Exactly $1 million in incentives is being offered by New Mexico to encourage investment within the state’s defined Opportunity Zones.
The initiative, sponsored by the New Mexico Department of Economic Development, is called the OZ Jobs Bonus and is designed to get investors and developers to take advantage of the larger national Opportunity Zones program before its tax incentives expire at the end of the year.
By so doing, those investors and developers will be creating new businesses that will create jobs in low-income neighborhoods and, not incidentally, also put money into new and renovated building projects
In a public statement, Alicia Keyes, New Mexico’s Economic Development Secretary, said the state is offering the $1 million in incentives because “we know this is a once-in-a lifetime chance to reinvigorate rural, aging neighborhoods and vital infrastructure.”
The national Opportunity Zones program is a component of the 2017 Tax Cuts and Jobs Act.
The idea from the start has been to free capital for investment and building in defined distressed zones within a state.

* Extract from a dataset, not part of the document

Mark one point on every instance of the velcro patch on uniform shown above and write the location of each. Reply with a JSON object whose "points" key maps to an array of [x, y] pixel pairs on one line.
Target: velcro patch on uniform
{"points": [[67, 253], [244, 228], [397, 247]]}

Proposals for specific zones were subsequently sent to the Treasury Department, resulting in the creation within the last year of more than 8,700 Opportunity Zones nationally.
In New Mexico there are now 63 Opportunity Zones, nearly 40 percent of which are largely in rural areas.
The average median income in those zones is around $37,000, compared to a state average of $46,600.
The unemployment rate in the zones, meanwhile, stands at 11.2 percent, far above the July state rate of 4.9 percent.